Only a few years ago, in 2020, corporations were rushing to implement DEI (diversity, equity, and inclusion) programs for hiring, training, and promotions to show they were combating oppression and discrimination of minorities they were accused of. Many are now pulling back, most recently Walmart, the largest corporation to do so thus far. Walmart’s pullback from DEI programming includes abandoning mandatory employee diversity training and other measures. Among others that have withdrawn from their DEI commitments, starting last year, are Ford, John Deere, Lowe’s, and Molson Coors.
Why are these companies exiting their DEI programs now? For one, the cultural credibility of the narratives of systemic oppression and victimhood of minorities is declining. As National Post reports, a recent survey shows that 57% of Canadians now disagree that equity should be considered in hiring decisions while only 28% agree. The opposition to equity-based hiring is less strong in the U.S., where 46% oppose it and 36% support it. These numbers are up and down, respectively, from 2023. Customers’ and employees’ opposition to DEI and anti-DEI activists’ loud voices is giving corporations a pause.
Another reason for the waning corporate commitment to DEI is its negative impact on performance. Jamie Sarkonak reports that a Rutgers University meta-analysis found not the previously touted benefits, but negative performance implications. For example, DEI training induced unwarranted perceptions of racial injustice and provoked distrust. At best, DEI hiring does not improve companies’ financial performance, as recent research has shown.
Besides the above, there are more fundamental – moral – reasons as to why DEI programs are doomed to fail and should be abandoned.
First of all, DEI initiatives obstruct companies from performing their proper role: the production and trade of goods and services for profit – on which our survival and wellbeing depends. DEI programs divert companies’ resources from real value creation, wealth for shareholders and goods and services for customers. This undermines overall human flourishing, which is the fundamental reason why DEI programs are immoral.
Part of profits that otherwise would be used to reward employee productivity, to create innovative products and services and efficient processes – new treatments for diseases, or solutions to enterprise data management and analytics, for example – are channeled to pursuing DEI. Companies’ wealth creation suffers, as does everyone’s – customers, employees, suppliers, and shareholders – prosperity.
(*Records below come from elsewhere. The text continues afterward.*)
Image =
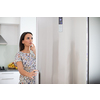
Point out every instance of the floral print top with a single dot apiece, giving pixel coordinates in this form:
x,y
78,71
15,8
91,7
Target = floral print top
x,y
29,64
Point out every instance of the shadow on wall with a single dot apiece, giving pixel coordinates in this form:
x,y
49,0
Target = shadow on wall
x,y
73,60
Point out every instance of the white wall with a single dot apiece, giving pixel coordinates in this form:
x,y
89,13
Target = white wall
x,y
61,56
79,32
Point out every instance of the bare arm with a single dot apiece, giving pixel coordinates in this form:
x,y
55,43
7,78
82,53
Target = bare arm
x,y
23,72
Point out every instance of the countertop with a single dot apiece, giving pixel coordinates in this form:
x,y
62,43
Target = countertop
x,y
9,70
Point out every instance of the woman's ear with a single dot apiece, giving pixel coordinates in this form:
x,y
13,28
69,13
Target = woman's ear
x,y
22,42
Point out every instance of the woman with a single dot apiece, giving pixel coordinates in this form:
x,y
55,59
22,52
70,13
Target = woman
x,y
25,59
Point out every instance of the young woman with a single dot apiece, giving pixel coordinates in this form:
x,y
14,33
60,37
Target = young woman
x,y
25,59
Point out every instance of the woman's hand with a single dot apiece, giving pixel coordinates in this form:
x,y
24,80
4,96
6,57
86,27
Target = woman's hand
x,y
32,74
33,49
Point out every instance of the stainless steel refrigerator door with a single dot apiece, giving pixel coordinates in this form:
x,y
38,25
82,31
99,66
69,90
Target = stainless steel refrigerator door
x,y
94,50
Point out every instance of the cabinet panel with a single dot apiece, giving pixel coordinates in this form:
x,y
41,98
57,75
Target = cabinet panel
x,y
9,77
Corporate DEI programs are immoral also because they are unjust, both to the recipients of DEI benefits (equity- and diversity-based hiring, promotions, pay, etc.), and to their co-workers, as well as to the companies themselves (the shareholders). When companies adopt equity hiring and other DEI programs, their employees are not the best fit for any given job and therefore not as productive as those chosen based on their job-related qualifications alone. Equal pay for lesser performance is undeserved and therefore unjust. Besides being unfair to more productive workers, undeserved pay would also be damaging to the self-esteem of its recipients who cannot help but know they are being paid more than their work is worth.
DEI programs would also be unjust to non-DEI employees because they have to carry more of the work, presumably for the same pay. They likely would grow resentful, de-motivated, and less productive, or quit, thus hurting the company’s performance even further and triggering shareholders to move their investment elsewhere.
Finally, corporate DEI programs are immoral because their central tenet, equity, is impossible to achieve without force and cannot be sustained. In other words, pursuing it is an irrational waste of resources. Equity – equality of outcomes or results – can be achieved only temporarily by forcibly redistributing the products of everyone’s labor to all, equally. But this redistribution cannot be sustained because individuals have different abilities, skills, and motivation. Some will be more productive and prosper more. Experiments of forced equity in authoritarian regimes such as the former Soviet Union, Cuba, and Venezuela have all failed and led to low productivity, shortages, poverty, and worse. In the corporate context even in semi-free countries, equity-enforcing (or -seeking) companies will be outcompeted and go out of business, unless they give up their commitment to DEI.
Besides abandoning DEI programs, what should companies do then if they want to achieve long-term success?
They should hire, train, promote, and compensate employees based on the principle of trade for mutual benefit. By hiring the best possible employee available for any given job, companies would receive employees’ productive input in exchange for commensurate compensation and benefits. This would lead to value creation for customers in the form of products and services with the combination of quality and price they desire and are willing to pay for. Customer value creation ensures profitability, and therefore, wealth for the shareholders.
Most of the increased shareholder wealth is invested (as all will not or cannot be consumed), either back in the company or other businesses, which will create more innovative products, services, or processes, more job opportunities, and donations to charitable causes, in a virtuous circle that increases human flourishing. That would be the outcome of corporations performing their proper role (assuming at least semi-free markets) and of abandoning DEI.